The first step in the parameters (and in any data analysis, really) is to inspect the data.

library(tidyverse)
library(readxl)
library(readr)
library(here)
library(tibble)
library(reactable)
library(plotly)
library(ggplot2)
library(dplyr)

covid19_data <- read.csv(here::here ("data.csv"))
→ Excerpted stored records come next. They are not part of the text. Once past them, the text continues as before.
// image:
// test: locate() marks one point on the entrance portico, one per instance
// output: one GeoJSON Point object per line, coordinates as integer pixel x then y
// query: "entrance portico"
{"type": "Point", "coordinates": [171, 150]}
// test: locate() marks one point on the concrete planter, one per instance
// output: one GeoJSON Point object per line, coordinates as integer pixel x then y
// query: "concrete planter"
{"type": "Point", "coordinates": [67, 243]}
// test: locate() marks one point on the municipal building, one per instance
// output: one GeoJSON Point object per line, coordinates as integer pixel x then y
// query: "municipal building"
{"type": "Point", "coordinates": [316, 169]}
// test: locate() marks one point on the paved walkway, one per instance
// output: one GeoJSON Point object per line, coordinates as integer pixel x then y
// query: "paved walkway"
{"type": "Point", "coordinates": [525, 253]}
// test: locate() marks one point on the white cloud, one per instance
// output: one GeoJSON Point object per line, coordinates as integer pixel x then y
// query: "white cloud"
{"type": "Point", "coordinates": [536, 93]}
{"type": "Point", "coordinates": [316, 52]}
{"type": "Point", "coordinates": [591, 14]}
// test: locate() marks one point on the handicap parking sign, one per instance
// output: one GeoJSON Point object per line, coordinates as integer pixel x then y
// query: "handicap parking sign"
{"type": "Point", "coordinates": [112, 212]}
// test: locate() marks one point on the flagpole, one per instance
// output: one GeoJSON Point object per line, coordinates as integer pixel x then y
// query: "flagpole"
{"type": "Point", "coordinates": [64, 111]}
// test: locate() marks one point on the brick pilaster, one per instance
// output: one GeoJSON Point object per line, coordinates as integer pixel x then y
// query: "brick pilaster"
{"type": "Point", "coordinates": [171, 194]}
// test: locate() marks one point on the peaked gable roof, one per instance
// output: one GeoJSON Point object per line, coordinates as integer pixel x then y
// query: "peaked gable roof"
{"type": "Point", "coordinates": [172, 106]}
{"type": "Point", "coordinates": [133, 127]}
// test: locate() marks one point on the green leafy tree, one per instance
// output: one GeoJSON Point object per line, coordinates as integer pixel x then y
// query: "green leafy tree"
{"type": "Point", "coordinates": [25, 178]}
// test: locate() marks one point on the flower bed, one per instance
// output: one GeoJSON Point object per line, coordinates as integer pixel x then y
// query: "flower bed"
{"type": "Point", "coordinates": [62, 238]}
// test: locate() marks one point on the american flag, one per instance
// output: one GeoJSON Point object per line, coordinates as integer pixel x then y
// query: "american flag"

# Types of variables in de COVID-dataset
str(covid19_data) # There are 11 variables in total
## 'data.frame':    28729 obs. of  11 variables:
##  $ dateRep                : chr  "23/10/2022" "22/10/2022" "21/10/2022" "20/10/2022" ...
##  $ day                    : int  23 22 21 20 19 18 17 16 15 14 ...
##  $ month                  : int  10 10 10 10 10 10 10 10 10 10 ...
##  $ year                   : int  2022 2022 2022 2022 2022 2022 2022 2022 2022 2022 ...
##  $ cases                  : int  3557 5494 7776 8221 10007 13204 9964 6606 8818 11751 ...
##  $ deaths                 : int  0 4 4 6 8 7 8 12 6 10 ...
##  $ countriesAndTerritories: chr  "Austria" "Austria" "Austria" "Austria" ...
##  $ geoId                  : chr  "AT" "AT" "AT" "AT" ...
##  $ countryterritoryCode   : chr  "AUT" "AUT" "AUT" "AUT" ...
##  $ popData2020            : int  8901064 8901064 8901064 8901064 8901064 8901064 8901064 8901064 8901064 8901064 ...
##  $ continentExp           : chr  "Europe" "Europe" "Europe" "Europe" ...
# Define the parameters in an object 
params <- list(country = "Netherlands", 
               fromMonth = 4, 
               untilMonth = 7, 
               year = 2020)

# Selecting the three parameters 
covid19_data_parameters <- covid19_data %>% filter(countriesAndTerritories == params$country, 
                                          year == params$year, 
                                          month == c(params$fromMonth:params$untilMonth))

# Checking data types of each variable
covid19_data_parameters %>% map(class) 
## $dateRep
## [1] "character"
##
## $day
## [1] "integer"
##
## $month
## [1] "integer"
##
## $year
## [1] "integer"
##
## $cases
## [1] "integer"
##
## $deaths
## [1] "integer"
##
## $countriesAndTerritories
## [1] "character"
##
## $geoId
## [1] "character"
##
## $countryterritoryCode
## [1] "character"
##
## $popData2020
## [1] "integer"
##
## $continentExp
## [1] "character"
# Converting "dataRep" into class date and "geoID" into factor
covid19_data_parameters$geoId <- factor(covid19_data_parameters$geoId)
covid19_data_parameters$dateRep <- as.Date(covid19_data_parameters$dateRep, format = "%d/%m/%Y")

# Filter data for the months from April to July
covid19_filtered <- covid19_data_parameters %>%
  filter(dateRep >= as.Date("2020-04-01") & dateRep <= as.Date("2020-07-31"))

8.2 Visualising the data

# Create the plot
covid19_netherlands <- ggplot(covid19_filtered, aes(x = dateRep)) +
  geom_line(aes(y = cases, color = "Cases"), size = 1) +
  geom_line(aes(y = deaths, color = "Deaths"), size = 1) +
  labs(title = "COVID-19 Cases and Deaths from April to July 2020 in the Netherlands",
       x = "Date (months)",
       y = "Count",
       color = "Legend") +
  scale_color_manual(values = c("Cases" = "red", "Deaths" = "lightblue")) +
  theme_minimal() +
  theme(plot.title = element_text(hjust = 0.5),
        legend.position = "bottom")

plot_netherlands <- covid19_netherlands %>% ggplotly()
plot_netherlands

Figure 8.1: The COVID-19 cases and deaths from April until July in Netherlands in the year 2020.

8.3 Parameters

The plot in figure 8.2 was made by using parameters. We can now change these parameters to display different data. For example, let’s say we’re interested in the COVID-19 related deaths and cases in another country in a certain period of time. Let’s take Ireland from April to July in 2020.

COVID-19 related cases and deaths in Sweden from May 'til August in 2020 after changing the parameters.

Figure 8.2: COVID-19 related cases and deaths in Sweden from May ’til August in 2020 after changing the parameters.

We can change the parameters again to see Sweden in 2020 from April to June.
COVID-19 related cases and deaths in Sweden from May 'til August in 2020 after changing the parameters.

Figure 8.3: COVID-19 related cases and deaths in Sweden from May ’til August in 2020 after changing the parameters.